Because he is inherently visceral and instinctive, Trump doesn’t need analytics. In fact, he’s probably suspicious of metrics, and rightfully so. This is a man who trusts his heart and gut and his appeal to his audience is heart-to-heart and gut-to-gut. He knows that his vast army of enthusiasts “get it” — that they understand what he’s talking about and where he’s coming from — even if so-called “detached” observes can’t fathom his appeal.
Watch Trump closely and you will see there’s a method to what intellectual snobs would dismiss as his madness. He knows when to slow down or speed up in his delivery. He understands the ebb and flow of a speech. He knows when to break away for an anecdote, a self-deprecating remark, a clever observation, the biting dismissal of a foe, the expression of heartfelt gratitude and even a poignant aside. At the same time, he will stay on message and come back to the same words and phrases again and again. These become part of the Trump lexicon and the contribute to this president’s iconography.
Finally, credit must be given to Trump’s speechwriters and among these the master is undoubtedly Stephen Miller. At 33, Miller is a wunderkind — a shrewd political operator, a consummate strategist, a bold visualizer and a master of the written and spoken word.

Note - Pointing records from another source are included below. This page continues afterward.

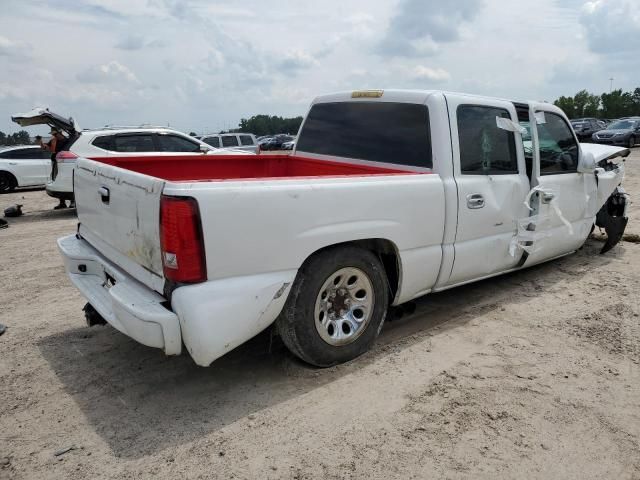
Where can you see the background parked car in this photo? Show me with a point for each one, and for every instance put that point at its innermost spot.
(624, 132)
(237, 141)
(586, 127)
(23, 166)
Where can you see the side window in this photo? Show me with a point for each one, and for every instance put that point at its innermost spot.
(229, 141)
(213, 141)
(246, 140)
(10, 155)
(174, 143)
(558, 148)
(105, 142)
(485, 149)
(134, 143)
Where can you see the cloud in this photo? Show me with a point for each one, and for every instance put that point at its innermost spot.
(296, 60)
(133, 42)
(112, 72)
(422, 25)
(436, 75)
(612, 27)
(14, 49)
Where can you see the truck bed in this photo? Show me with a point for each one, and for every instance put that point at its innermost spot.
(247, 167)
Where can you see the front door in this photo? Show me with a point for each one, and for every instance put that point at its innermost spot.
(492, 183)
(563, 203)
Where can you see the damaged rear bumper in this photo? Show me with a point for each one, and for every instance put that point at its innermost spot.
(211, 318)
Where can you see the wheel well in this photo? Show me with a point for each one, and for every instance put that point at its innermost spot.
(386, 251)
(11, 176)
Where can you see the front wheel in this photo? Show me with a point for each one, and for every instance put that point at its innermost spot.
(336, 307)
(8, 182)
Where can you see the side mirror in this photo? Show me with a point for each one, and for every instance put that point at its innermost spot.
(587, 163)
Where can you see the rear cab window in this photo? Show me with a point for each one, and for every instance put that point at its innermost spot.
(246, 140)
(134, 143)
(485, 149)
(388, 132)
(557, 145)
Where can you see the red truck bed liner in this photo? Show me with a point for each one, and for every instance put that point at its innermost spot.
(181, 168)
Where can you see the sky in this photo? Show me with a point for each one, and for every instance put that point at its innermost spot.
(202, 65)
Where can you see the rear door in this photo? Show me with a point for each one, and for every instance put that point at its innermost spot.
(42, 116)
(119, 214)
(492, 183)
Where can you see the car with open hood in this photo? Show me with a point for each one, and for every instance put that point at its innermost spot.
(23, 166)
(107, 142)
(624, 132)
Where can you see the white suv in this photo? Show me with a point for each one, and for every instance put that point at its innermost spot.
(239, 141)
(108, 142)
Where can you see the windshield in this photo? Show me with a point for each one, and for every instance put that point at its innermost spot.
(621, 125)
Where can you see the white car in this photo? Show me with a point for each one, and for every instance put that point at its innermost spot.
(109, 142)
(23, 166)
(389, 195)
(237, 141)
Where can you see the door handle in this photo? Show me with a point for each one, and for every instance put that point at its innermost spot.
(547, 197)
(475, 200)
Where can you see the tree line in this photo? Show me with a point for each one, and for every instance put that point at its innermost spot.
(611, 105)
(19, 138)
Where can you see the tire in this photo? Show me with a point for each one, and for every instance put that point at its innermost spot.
(8, 182)
(92, 316)
(323, 333)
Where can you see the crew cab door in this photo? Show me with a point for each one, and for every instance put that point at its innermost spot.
(491, 179)
(565, 204)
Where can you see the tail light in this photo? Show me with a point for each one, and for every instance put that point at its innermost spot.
(183, 258)
(65, 156)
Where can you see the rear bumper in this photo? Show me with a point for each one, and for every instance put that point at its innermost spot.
(129, 306)
(612, 141)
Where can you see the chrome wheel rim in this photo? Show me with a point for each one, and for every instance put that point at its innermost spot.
(344, 306)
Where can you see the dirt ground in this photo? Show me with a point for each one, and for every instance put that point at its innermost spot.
(534, 374)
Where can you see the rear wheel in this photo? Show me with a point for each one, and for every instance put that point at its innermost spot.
(336, 307)
(92, 316)
(8, 182)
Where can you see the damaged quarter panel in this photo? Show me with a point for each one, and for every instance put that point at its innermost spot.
(120, 212)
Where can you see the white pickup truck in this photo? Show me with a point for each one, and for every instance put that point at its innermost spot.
(388, 196)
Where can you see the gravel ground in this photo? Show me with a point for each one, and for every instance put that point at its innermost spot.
(534, 374)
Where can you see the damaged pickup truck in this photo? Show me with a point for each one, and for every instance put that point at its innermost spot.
(388, 196)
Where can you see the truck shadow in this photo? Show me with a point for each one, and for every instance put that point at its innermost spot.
(141, 402)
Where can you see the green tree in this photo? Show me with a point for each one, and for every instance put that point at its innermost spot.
(566, 104)
(617, 104)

Because the media are so consumed with TDS (Trump Derangement Syndrome) they have been unable to even begin to recognize President Trump’s impressive abilities as a communicator and his remarkable accomplishments. But this is probably just as well. Like Ronald Reagan, President Trump doesn’t always mind being undervalued or underestimated. If all this gives him more room to devise, surprise and ultimately triumph, so much the better.